"You are a credit to him, Absalom. By the way, will you take a message to him from me? Tell him, please, that the lock on the school-room door is broken, and I'd be greatly obliged if he would send up a lock-smith to mend it."

Absalom looked discouraged. A Harvard graduate was, manifestly, a freak of nature—invulnerable at all points.

"If pop gets down on you, you won't be long at William Penn!" he bullied. "You'll soon get chased off your job!"

"My job at breaking you in? Well, well, I might be spending my time more profitably, that's so."

"You go on out of here and le' me alone with my girl!" quavered Absalom, blinking away tears of rage.

"That will be as she says. How is it, Miss Tillie? Do you want him to go?"

Now Tillie knew that if she allowed Absalom Puntz to leave her in his present state of baffled anger, Fairchilds would not remain in New Canaan a month. Absalom was his father's only child, and Nathaniel Puntz was known to be both suspicious and vindictive. "Clothed in a little brief authority," as school director, he never missed an opportunity to wield his precious power.

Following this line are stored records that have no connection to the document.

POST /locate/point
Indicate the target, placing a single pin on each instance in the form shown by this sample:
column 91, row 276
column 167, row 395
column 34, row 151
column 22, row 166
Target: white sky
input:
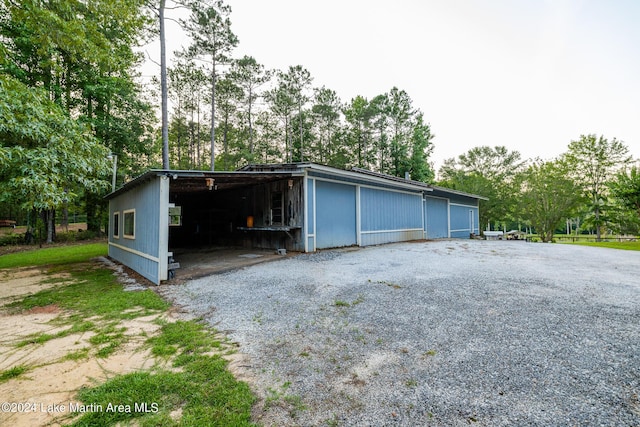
column 528, row 74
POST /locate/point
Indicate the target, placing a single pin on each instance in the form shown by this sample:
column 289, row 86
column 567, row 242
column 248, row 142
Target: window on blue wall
column 129, row 231
column 116, row 225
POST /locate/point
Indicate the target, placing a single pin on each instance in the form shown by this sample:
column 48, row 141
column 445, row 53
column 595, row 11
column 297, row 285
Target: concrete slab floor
column 201, row 262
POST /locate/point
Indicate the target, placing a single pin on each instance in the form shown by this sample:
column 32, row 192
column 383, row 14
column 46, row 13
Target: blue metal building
column 300, row 207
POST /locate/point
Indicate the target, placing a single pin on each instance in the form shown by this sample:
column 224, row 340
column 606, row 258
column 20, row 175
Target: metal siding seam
column 315, row 205
column 305, row 213
column 358, row 218
column 448, row 218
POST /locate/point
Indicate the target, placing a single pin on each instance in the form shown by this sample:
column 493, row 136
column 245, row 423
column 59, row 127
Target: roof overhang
column 189, row 181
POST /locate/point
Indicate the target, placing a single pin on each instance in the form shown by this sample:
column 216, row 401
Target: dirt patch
column 57, row 368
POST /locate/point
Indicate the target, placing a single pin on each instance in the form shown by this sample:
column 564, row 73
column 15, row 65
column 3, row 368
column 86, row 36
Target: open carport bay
column 435, row 333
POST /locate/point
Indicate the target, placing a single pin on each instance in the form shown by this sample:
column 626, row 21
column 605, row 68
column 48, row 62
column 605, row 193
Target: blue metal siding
column 437, row 218
column 389, row 210
column 462, row 223
column 335, row 215
column 389, row 216
column 140, row 254
column 310, row 206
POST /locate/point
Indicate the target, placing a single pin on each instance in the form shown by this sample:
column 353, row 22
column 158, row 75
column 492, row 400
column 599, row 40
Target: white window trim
column 124, row 231
column 116, row 225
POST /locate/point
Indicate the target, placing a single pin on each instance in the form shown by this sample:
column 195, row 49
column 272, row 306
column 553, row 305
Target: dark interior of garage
column 247, row 210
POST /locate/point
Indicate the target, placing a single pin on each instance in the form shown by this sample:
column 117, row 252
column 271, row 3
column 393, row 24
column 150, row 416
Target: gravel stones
column 436, row 333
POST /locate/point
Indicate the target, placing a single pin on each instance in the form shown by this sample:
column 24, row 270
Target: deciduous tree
column 594, row 161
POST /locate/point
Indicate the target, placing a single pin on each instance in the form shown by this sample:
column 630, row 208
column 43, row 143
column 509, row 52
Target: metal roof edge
column 458, row 192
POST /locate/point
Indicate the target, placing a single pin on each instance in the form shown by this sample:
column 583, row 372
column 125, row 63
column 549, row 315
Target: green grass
column 11, row 373
column 59, row 255
column 630, row 246
column 202, row 388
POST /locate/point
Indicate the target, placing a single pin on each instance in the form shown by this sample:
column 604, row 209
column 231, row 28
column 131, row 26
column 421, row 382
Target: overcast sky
column 531, row 75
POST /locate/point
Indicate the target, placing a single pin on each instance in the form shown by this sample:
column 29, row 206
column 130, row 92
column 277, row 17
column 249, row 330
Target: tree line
column 593, row 187
column 72, row 101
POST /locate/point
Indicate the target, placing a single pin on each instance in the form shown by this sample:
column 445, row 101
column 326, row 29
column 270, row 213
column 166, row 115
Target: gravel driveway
column 440, row 333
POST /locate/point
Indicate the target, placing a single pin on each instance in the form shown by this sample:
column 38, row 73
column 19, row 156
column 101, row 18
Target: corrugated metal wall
column 464, row 220
column 141, row 253
column 335, row 215
column 389, row 216
column 437, row 218
column 310, row 217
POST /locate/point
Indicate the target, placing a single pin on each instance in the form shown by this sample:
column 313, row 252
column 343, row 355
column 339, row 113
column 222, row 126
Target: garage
column 163, row 217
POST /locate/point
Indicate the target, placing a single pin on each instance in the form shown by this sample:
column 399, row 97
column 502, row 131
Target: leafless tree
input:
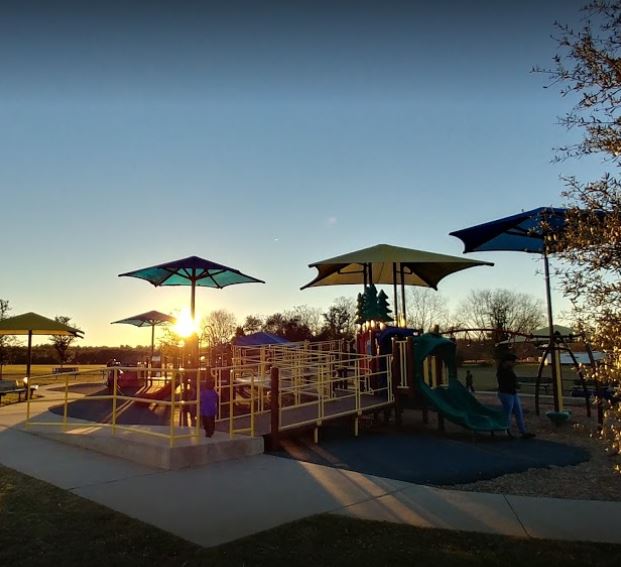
column 218, row 328
column 588, row 70
column 501, row 310
column 62, row 343
column 426, row 308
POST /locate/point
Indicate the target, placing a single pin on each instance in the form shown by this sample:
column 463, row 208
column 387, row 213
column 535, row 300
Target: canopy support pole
column 394, row 293
column 29, row 361
column 403, row 296
column 152, row 343
column 557, row 386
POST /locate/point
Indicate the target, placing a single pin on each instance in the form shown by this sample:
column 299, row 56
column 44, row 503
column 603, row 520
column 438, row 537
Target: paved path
column 261, row 492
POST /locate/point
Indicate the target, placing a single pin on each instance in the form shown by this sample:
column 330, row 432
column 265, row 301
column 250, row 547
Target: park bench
column 15, row 387
column 63, row 369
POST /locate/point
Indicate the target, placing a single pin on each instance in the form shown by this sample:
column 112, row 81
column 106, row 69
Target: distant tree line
column 502, row 310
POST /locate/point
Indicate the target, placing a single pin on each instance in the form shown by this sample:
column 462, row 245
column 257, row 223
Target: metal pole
column 556, row 382
column 152, row 344
column 403, row 296
column 394, row 293
column 29, row 361
column 193, row 297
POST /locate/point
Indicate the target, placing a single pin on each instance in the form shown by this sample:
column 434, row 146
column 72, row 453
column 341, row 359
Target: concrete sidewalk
column 261, row 492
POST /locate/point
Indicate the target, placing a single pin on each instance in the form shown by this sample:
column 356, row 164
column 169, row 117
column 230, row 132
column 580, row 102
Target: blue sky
column 265, row 136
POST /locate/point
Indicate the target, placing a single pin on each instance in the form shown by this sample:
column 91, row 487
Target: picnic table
column 15, row 387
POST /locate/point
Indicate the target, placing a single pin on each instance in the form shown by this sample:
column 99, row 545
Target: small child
column 209, row 407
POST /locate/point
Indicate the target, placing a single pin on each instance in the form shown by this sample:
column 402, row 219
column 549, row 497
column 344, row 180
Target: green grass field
column 18, row 371
column 485, row 376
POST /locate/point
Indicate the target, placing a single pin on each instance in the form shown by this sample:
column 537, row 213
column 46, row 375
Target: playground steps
column 155, row 451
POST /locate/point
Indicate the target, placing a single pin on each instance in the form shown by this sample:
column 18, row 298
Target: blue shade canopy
column 192, row 271
column 260, row 338
column 523, row 232
column 148, row 319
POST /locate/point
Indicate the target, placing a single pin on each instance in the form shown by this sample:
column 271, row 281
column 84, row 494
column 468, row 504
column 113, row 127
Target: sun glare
column 185, row 325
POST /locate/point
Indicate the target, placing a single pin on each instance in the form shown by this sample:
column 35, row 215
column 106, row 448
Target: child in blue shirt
column 209, row 407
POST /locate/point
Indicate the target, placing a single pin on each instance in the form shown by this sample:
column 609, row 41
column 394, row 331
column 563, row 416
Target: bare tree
column 218, row 328
column 7, row 342
column 339, row 320
column 426, row 308
column 62, row 343
column 588, row 69
column 306, row 316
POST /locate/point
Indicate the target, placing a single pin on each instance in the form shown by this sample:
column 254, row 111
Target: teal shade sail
column 148, row 319
column 192, row 271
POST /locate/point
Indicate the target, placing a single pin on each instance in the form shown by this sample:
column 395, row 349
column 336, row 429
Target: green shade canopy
column 386, row 264
column 33, row 324
column 192, row 271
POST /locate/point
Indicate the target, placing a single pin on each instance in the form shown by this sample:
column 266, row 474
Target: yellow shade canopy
column 386, row 264
column 33, row 324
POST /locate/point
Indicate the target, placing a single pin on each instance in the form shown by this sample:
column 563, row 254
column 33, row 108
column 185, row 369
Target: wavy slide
column 458, row 405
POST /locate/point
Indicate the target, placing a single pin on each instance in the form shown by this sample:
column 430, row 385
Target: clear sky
column 264, row 135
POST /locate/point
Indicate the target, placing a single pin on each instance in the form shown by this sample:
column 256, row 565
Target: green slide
column 455, row 403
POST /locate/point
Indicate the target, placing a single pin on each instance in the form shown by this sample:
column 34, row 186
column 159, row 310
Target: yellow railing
column 314, row 385
column 337, row 386
column 183, row 400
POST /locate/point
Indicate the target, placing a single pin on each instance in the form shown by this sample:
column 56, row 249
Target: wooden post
column 275, row 409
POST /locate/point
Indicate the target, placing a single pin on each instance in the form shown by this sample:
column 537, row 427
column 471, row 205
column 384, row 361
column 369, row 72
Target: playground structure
column 273, row 390
column 550, row 354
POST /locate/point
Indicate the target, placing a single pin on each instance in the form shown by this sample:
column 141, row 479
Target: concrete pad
column 139, row 445
column 574, row 520
column 428, row 507
column 225, row 501
column 60, row 464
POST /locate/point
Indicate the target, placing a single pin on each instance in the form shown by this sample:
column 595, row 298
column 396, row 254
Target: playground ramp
column 459, row 406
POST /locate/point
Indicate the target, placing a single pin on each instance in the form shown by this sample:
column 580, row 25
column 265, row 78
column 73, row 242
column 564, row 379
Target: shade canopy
column 192, row 271
column 34, row 324
column 524, row 232
column 148, row 319
column 258, row 339
column 386, row 264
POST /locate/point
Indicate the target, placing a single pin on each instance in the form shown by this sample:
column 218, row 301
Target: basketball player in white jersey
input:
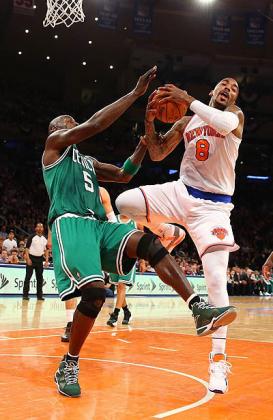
column 201, row 199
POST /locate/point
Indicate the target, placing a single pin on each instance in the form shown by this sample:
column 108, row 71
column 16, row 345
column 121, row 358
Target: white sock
column 69, row 314
column 215, row 270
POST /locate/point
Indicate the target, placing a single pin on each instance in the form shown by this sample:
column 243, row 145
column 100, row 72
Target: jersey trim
column 46, row 167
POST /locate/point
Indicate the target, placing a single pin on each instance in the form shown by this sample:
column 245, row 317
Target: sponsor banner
column 255, row 29
column 221, row 28
column 12, row 282
column 108, row 13
column 143, row 16
column 24, row 7
column 150, row 284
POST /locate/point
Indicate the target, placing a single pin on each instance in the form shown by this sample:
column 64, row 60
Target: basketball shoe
column 209, row 318
column 127, row 316
column 219, row 369
column 112, row 321
column 66, row 378
column 67, row 332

With quick insight, Tillie realized that the teacher would think meanly of her if, after her outcry at Absalom's amorous behavior, she now inconsistently ask that he remain with her for the rest of the evening. But what the teacher might think about HER did not matter so much as that he should be saved from the wrath of Absalom.

"Please leave him stay," she answered in a low voice.

Fairchilds gazed in surprise upon the girl's sweet, troubled face. "Let him stay?"